Les détenus reçoivent de la nourriture pourrie
En outre, les parents des détenus rencontrent beaucoup de difficultés pour rendre visite à leurs enfants. Il faut qu'ils arrivent à Rebeuss à 7 h pour faire la queue. "Pour les visites, les premiers enjeux, c'est d'arriver à Rebeuss avant 7 h. Si vous arrivez après, vous n'êtes pas sûr d'entrer, parce qu’à 11 h, ils arrêtent de prendre les gens et s'ils arrêtent, vous êtes obligés d'attendre jusqu'à 15 h. Car, si vous partez, à votre retour, vous n'aurez plus de place. À 15 h, si vous avez la chance de faire partie de ceux qui sont entrés avant 16 h, c'est bien, sinon vous revenez dans deux semaines. Parce qu’à Rebeuss, la visite c'est chaque deux semaines, contrairement aux autres prisons où elle se fait deux fois dans la semaine", renseigne Souleymane Ndième, frère d'un détenu politique et membre du collectif.

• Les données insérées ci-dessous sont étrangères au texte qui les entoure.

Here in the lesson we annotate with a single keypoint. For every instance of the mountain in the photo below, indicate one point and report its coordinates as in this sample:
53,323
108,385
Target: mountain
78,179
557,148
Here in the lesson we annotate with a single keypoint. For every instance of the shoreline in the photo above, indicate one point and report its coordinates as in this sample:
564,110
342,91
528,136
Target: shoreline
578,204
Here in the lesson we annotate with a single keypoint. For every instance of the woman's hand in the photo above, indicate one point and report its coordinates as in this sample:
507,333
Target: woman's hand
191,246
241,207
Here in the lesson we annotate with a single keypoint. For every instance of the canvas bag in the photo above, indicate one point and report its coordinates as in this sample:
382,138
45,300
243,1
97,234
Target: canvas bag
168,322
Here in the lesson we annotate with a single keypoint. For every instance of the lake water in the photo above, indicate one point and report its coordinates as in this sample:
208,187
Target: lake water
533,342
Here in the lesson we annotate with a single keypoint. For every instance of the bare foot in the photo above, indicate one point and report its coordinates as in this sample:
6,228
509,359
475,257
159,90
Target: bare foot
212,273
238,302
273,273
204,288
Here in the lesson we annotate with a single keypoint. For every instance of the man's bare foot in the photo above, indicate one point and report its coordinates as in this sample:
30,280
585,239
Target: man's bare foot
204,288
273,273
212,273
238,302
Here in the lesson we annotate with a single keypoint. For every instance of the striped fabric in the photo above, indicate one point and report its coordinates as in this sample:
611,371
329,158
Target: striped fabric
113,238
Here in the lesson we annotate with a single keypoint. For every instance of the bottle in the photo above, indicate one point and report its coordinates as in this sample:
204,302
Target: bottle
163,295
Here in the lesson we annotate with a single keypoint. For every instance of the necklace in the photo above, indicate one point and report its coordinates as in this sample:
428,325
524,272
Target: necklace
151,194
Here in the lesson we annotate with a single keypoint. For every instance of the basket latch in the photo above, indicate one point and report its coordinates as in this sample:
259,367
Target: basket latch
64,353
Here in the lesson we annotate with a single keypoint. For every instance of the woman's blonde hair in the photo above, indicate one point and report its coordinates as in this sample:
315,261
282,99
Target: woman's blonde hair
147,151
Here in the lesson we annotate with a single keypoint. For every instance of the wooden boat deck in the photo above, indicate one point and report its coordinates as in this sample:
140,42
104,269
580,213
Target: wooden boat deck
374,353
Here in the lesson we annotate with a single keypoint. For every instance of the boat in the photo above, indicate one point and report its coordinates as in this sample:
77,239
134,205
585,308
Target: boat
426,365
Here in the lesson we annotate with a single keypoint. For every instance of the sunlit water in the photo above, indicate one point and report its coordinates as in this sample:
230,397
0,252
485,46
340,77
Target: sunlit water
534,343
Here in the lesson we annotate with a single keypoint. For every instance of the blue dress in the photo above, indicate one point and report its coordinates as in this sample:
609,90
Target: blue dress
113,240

L'autre difficulté à laquelle ils font face, dit-il, c’est la nourriture. "Quand vous allez quotidiennement donner de la nourriture à votre frère, sœur, mari ou autre parent, il faut d'abord faire une longue queue avant d'accéder à Rebeuss. Ensuite, vous enregistrez le plat et pour ça, il faut faire un circuit tellement long. Si vous le déposez à 14 h, avant que la personne le reçoive, il est déjà 17 h ou 18 h. Donc, ils ne reçoivent pas des plats de qualité’’.
Les familles des détenus informent que leurs enfants sont victimes de vol à Rebeuss. "Souvent, nous déposons des choses pour nos parents qui ne les reçoivent pas. Pas plus tard que ce vendredi, j'ai déposé de la nourriture, des jus et un rouleau de mouchoirs pour mon frère, mais quand il m'a appelé, il m'a dit qu'il a reçu le plat. Je lui ai demandé s'il avait aussi reçu le reste, il m'a répondu que non. J'ai dit : Mais attend, on ne peut pas vous enfermez, vous séquestrez et également vous volez !", raconte Souleymane Ndième.

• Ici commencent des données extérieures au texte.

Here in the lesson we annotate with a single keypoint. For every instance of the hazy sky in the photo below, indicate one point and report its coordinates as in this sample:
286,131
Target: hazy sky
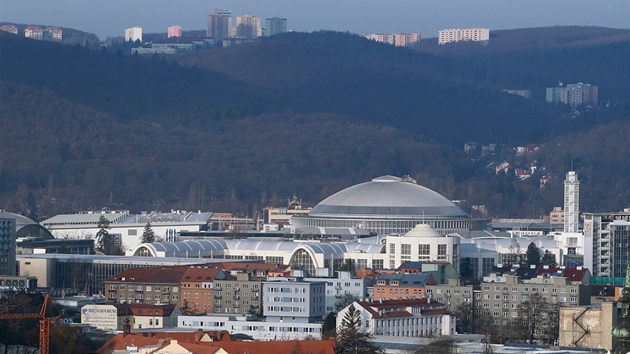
110,17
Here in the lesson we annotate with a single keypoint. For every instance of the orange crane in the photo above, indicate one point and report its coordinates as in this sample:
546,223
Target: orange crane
44,323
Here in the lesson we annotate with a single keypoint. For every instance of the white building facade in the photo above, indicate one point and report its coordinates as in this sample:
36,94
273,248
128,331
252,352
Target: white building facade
402,318
463,34
133,34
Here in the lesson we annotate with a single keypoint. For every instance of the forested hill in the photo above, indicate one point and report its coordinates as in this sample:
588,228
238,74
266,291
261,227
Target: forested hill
306,114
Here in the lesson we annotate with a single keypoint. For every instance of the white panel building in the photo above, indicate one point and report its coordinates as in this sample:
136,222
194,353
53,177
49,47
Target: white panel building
463,34
133,34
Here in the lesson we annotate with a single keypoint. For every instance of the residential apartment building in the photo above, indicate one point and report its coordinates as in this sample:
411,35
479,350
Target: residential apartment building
156,285
133,34
606,238
294,300
34,32
7,246
9,28
573,94
406,39
248,26
502,295
238,294
174,31
452,294
571,203
145,316
401,286
275,25
342,287
197,288
402,318
220,24
54,33
463,34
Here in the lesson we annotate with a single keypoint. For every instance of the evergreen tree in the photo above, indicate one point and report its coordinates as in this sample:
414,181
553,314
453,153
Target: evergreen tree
533,255
148,236
351,338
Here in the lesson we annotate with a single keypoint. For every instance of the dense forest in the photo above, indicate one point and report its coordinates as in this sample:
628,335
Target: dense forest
307,114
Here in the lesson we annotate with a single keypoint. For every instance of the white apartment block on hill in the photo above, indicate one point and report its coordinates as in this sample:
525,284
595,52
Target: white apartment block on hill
463,34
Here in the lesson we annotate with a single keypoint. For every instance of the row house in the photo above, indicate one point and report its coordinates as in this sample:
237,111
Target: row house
34,32
401,286
452,294
9,28
238,294
145,316
198,284
155,285
501,296
402,318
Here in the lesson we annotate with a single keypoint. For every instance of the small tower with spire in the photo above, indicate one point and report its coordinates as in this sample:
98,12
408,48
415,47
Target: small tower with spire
621,332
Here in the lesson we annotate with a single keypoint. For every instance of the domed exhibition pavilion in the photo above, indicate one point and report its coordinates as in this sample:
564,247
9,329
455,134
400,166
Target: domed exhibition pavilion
388,205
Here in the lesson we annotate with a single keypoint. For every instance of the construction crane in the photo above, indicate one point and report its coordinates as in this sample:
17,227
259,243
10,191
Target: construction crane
44,322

Il ajoute : ‘’Quand vous déposez de l'argent liquide à Rebeuss, on ne vous donne aucun reçu pour prouver que vous avez déposé de l'argent. Donc, vous voyez à quel point l'injustice continue. Non seulement l'injustice judiciaire, mais aussi l'injustice dans la prise en charge du détenu. Donc, ce sont des tortures psychologiques pour les détenus’’.